Staf Ahli Menteri Bidang Hukum dan Kesehatan Kemenkes, Kuat Sri Udoyo mengatakan, kementerian tidak bisa lagi memaksa dokter khususnya dokter spesialis untuk mau mengabdi di daerah terpencil, pedalaman ataupun di perbatasan.
Perpres yang mengatur tentang kewajiban dokter mengabdi di tempat itu sudah dicabut karena dirasakan melanggar hak asasi manusia (HAM). “Kalau dokter spesialis memang belum merata, kalau dokter umum sudah ada,” ujarnya.
Dia menyebutkan, banyak sekali faktor yang menyebabkan penyebaran dokter spesialis ini tidak bisa merata.
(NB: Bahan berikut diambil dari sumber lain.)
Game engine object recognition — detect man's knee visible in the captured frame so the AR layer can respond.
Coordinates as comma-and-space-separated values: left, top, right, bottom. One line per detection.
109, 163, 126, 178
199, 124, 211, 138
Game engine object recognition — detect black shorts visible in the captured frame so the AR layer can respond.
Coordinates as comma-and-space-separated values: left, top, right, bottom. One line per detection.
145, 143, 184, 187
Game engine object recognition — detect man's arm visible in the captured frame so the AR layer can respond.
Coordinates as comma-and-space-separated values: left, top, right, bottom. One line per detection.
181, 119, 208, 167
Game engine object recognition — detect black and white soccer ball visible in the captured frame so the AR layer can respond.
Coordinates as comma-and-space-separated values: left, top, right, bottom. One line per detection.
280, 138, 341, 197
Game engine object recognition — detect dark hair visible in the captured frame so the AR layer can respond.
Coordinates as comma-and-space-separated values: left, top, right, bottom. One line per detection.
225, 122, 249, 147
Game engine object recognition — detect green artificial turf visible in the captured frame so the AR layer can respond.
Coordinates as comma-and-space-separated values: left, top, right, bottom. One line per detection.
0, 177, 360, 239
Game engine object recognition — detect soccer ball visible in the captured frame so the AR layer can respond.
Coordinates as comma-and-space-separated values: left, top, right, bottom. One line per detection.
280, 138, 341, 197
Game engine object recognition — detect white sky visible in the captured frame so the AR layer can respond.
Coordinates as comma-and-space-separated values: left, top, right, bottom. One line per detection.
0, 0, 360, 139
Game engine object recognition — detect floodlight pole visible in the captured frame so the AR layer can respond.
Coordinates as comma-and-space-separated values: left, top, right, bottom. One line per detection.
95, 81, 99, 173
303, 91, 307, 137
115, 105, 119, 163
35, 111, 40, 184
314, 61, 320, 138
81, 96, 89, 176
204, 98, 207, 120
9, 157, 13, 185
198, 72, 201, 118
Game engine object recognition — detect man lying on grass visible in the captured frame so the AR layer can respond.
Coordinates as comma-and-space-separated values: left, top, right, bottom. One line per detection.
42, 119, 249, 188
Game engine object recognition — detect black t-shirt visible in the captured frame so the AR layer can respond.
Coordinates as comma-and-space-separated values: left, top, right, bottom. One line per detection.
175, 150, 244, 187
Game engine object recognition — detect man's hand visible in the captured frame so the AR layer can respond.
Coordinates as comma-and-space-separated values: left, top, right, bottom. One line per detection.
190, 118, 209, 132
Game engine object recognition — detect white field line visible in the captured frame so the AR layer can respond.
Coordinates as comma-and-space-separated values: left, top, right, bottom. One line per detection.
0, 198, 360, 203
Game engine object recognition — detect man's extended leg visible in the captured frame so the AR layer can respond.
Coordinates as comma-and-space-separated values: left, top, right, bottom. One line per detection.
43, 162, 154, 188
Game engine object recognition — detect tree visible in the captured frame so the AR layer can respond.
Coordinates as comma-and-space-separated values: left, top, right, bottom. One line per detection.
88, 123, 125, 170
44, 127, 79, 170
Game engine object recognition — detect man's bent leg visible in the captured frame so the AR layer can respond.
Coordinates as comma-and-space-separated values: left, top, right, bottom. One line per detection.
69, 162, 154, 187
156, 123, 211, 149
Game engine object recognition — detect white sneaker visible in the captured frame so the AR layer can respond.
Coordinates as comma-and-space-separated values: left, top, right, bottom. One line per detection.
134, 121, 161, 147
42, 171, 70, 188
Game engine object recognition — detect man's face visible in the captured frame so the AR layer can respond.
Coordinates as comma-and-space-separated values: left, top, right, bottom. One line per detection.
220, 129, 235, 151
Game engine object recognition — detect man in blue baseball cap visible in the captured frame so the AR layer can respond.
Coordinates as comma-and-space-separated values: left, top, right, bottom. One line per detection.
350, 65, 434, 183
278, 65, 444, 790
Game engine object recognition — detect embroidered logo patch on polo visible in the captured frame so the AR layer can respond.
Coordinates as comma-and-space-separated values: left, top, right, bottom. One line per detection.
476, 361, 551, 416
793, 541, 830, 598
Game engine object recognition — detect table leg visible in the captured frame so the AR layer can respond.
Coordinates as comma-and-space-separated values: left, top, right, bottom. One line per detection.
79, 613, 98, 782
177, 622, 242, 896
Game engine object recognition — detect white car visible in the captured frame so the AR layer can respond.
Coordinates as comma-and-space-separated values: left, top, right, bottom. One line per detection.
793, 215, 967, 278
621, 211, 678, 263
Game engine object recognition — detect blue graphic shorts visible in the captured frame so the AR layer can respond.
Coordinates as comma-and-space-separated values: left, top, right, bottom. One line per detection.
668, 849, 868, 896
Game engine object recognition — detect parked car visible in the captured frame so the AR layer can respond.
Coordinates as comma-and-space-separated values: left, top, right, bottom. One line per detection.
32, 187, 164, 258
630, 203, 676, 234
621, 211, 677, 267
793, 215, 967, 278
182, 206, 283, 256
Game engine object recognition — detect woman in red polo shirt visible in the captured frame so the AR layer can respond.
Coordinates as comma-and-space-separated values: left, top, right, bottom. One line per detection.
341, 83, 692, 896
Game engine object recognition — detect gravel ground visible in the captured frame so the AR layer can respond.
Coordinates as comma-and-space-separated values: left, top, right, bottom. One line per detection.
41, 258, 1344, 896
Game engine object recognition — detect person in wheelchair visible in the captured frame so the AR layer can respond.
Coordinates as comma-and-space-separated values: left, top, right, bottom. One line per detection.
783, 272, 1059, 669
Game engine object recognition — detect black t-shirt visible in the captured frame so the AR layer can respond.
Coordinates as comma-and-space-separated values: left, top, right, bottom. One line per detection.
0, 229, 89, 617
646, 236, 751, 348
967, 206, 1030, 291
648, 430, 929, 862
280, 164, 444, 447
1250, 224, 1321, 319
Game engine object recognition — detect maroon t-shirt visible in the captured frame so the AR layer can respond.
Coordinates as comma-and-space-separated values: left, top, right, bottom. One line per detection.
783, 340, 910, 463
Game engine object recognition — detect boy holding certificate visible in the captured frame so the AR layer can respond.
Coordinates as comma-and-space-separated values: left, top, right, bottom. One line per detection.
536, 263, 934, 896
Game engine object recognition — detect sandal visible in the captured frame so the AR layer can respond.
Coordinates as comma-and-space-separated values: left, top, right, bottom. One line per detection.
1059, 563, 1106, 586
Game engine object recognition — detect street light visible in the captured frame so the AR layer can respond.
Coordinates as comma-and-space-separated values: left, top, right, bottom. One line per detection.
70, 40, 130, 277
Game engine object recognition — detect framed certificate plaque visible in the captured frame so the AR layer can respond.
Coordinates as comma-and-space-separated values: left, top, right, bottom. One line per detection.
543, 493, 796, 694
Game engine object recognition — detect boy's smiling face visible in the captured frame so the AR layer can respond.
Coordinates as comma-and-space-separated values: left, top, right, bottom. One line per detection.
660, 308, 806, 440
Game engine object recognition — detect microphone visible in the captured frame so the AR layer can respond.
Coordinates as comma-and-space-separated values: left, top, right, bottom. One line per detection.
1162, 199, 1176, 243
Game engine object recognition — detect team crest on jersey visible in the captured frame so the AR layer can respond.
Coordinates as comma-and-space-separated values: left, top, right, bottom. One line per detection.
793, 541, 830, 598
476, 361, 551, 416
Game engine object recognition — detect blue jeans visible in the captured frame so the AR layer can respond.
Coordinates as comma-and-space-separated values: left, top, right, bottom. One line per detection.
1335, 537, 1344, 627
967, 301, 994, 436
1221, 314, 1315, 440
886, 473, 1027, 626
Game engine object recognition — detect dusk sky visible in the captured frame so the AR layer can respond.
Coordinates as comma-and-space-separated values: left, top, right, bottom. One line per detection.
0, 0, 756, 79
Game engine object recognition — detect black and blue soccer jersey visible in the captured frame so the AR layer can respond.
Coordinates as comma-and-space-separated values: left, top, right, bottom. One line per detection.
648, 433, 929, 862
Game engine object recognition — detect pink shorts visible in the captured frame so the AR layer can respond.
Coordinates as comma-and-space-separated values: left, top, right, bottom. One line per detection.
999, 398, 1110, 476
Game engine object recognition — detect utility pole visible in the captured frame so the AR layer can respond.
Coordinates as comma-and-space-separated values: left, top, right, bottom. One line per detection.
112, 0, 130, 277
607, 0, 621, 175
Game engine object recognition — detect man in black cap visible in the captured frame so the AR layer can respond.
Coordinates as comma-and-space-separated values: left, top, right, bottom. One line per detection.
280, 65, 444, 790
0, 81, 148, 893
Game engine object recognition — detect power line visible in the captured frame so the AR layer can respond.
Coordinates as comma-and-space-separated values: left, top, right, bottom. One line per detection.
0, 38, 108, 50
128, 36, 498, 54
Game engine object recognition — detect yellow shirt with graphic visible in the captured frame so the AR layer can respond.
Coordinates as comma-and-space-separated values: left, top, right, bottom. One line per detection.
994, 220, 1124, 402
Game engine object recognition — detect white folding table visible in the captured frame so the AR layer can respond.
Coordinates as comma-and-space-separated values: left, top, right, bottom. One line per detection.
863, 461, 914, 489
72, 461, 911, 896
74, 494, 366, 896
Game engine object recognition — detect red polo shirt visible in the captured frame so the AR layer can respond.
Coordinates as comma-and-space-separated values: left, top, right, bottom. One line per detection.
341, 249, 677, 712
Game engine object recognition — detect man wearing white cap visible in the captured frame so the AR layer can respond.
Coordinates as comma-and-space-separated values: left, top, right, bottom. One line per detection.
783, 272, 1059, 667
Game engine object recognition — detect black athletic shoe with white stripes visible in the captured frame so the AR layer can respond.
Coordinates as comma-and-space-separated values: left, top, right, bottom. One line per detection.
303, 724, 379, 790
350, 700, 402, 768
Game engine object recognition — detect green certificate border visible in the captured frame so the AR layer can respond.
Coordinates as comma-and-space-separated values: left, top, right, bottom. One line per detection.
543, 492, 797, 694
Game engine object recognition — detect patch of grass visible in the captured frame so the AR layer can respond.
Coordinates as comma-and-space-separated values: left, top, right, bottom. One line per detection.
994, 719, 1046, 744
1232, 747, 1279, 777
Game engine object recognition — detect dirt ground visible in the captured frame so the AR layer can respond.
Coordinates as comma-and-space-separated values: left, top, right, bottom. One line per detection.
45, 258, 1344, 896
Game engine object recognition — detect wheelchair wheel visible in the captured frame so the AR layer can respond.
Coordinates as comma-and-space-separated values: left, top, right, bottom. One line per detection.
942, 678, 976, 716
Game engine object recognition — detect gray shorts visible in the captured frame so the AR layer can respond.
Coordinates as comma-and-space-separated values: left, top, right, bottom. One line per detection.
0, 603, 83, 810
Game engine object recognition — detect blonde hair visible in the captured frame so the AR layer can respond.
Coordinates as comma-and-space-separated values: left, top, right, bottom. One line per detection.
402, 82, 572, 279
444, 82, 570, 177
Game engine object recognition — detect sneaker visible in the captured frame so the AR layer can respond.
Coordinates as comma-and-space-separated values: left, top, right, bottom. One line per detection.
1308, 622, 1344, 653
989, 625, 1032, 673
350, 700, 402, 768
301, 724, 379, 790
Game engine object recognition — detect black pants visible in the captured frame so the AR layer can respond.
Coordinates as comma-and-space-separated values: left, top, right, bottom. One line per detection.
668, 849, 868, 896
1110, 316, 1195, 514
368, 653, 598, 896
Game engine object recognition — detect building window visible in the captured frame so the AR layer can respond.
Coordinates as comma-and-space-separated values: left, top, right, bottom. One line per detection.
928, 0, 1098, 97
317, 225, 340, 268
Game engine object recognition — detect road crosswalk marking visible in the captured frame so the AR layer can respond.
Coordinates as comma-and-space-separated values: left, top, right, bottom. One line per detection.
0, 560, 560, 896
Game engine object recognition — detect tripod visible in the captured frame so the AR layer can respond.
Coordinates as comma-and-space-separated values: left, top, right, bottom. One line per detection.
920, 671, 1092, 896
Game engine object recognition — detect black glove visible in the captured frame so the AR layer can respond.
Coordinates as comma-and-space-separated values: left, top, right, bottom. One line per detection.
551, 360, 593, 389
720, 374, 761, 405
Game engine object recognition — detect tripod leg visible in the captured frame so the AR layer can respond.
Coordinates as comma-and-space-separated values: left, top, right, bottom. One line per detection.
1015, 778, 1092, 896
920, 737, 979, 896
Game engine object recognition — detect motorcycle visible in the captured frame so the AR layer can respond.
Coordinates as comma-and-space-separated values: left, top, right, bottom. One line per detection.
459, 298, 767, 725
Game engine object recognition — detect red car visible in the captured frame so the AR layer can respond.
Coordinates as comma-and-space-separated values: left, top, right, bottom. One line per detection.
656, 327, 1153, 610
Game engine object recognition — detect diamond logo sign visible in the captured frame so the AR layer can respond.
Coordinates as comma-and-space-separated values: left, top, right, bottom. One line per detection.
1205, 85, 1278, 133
Salah satunya dengan digugurkan aturan yang mewajibkan dokter mengabdi di tempat ini. Bahkan kiprah dokter PTT juga ikut digugurkan dengan dicabutnya regulasi ini. “Sekarang sudah ada jalur lain dengan penugasan khusus,” katanya.
Untuk menarik minat dokter berbakti negara ada upaya untuk mengakomodasi dokter spesialis untuk bisa bekerja. Mereka diarahkan untuk bisa mengisi pelayanan yang ada di puskesmas. Apalagi dalam satu tahun ada 10.000-11.000 lulusan dokter.
Kemenkes, kata dia, juga terus memberikan insentif yang menarik kepada dokter agar tertarik mengabdi di daerah terpencil. Salah satunya dengan pemberian insentif yang jauh lebih tinggi dengan upah UMP ataupun UMK. Mereka juga masih berhak atas jasa layanan kesehatan.
Tidak hanya itu, pemerintah juga memberikan perhatikan kepada mereka mau yang ingin menjadi pegawai negeri akan ada penilaian khusus. “Itu kita lakukan agar mereka mau mengawali pengabdian,” ujarnya.
Rakornas ini akan dilaksanakan sampai dengan 18 Juli dengan tema Pemantapan Kemitraan dalam Pengawalan Mutu Praktik Kedokteran Sebagai Upaya Perlindungan Masyarakat. Peserta berasal dari Kementerian Kesehatan, Kemenristek dan Dikti, Dinas Kesehatan maupun dari asosiasi dokter dan rumah sakit.